During a hearing at the European Union’s Court of Justice, Google stated unequivocally that expanding the scope of the right to be forgotten to global levels was “unenvisagable”. According to Google this kind of a move would interfere with people’s rights to the freedom of expression as well as information and would also lead to continuous conflicts with other countries that did not recognize the right to be forgotten.
This hearing was held at Luxembourg on Tuesday, and the French lawyer representing Google during this hearing, Patrice Spinosi, told the panel of 15 judges that the French privacy watchdog, the CNIL’s approach to global delisting seemed to lack any justification or evidence. Spinosi also stated that this demand by the CNIL was in complete contrast to other recent judgements.
This latest hearing by the EU’s Court of Justice will help clarify the terms of the court’s historic ruling in 2014, when Google was forced to remove links related to information about people if it was outdated or irrelevant.
Currently, Google removes all such links all across the European Union. Since 2016, the company also began restricting access to this type of information on non-European Union Google sites if that information is accessed from an EU country where the person whose information it concerns is based.
The EU has already mandated that Google delete about 2.7 million links to websites, however, the American company has agreed to delete less than half of them. This is led to people who are unhappy with Google’s refusal to remove certain links to file complaints with privacy regulators in Europe.

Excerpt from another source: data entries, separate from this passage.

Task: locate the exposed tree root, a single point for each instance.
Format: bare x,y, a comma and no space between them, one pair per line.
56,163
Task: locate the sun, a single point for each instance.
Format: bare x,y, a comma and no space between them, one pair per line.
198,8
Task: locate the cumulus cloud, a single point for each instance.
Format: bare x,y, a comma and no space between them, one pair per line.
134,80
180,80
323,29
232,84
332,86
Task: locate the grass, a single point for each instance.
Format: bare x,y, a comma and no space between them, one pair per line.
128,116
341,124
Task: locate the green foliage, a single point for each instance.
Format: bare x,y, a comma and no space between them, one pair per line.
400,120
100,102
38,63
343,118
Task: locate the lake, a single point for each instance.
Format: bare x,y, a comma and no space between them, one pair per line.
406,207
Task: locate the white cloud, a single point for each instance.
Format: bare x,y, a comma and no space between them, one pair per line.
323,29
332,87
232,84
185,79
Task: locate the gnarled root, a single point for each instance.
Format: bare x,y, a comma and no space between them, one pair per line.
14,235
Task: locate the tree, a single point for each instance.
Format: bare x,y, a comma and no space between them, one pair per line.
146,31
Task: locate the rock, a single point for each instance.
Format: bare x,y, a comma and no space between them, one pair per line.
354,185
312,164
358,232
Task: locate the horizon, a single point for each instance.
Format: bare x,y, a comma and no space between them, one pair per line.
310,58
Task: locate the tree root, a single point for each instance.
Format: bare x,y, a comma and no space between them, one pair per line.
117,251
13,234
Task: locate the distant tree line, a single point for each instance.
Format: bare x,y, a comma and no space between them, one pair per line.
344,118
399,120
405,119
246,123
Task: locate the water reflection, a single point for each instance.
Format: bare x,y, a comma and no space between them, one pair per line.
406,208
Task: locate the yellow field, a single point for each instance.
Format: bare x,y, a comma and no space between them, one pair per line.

According to the CNIL’s lawyer Jean Lessi, the right to have his or her information delisted is a breath of fresh air for the person concerned. Lessi also went on to argue that Google’s policy with regard to this matter didn’t infringe on a person’s fundamental right. All it did was reduce accessibility.
Lessi went on to defend why CNIL was looking at making the right to be forgotten a global mandate. According to Lessi, such rights should not just be limited to the EU since that would make them dead rights.
Google’s arguments were surprisingly supported by many newspapers, which have been frequently embroiled in battles with the tech giant on other issues. According to the World Association of Newspapers and News Publishers, by removing links globally, too much power was being given to private companies such as Google to decide what news should be shared with the public.
The association also stated that as it is, most newspapers got a large number of requests on a daily basis, asking for information to be removed from online archives. These requests cite the right to be forgotten as their reason.
Google was not the only company to protest this demand by the French regulator. Microsoft Corp. as well as groups such as the Wikipedia Foundation and the Internet Freedom Foundation also showed up at court to protest this demand. There was also legal representation from France, Greece, Ireland, Poland and Austria, arguing either for or against this proposal. There was, however, no representation from the UK.
A lawyer for the European Commission, Antoine Buchet stated that the key aim of their hearing was to ensure that there was equal protection for all countries of the EU.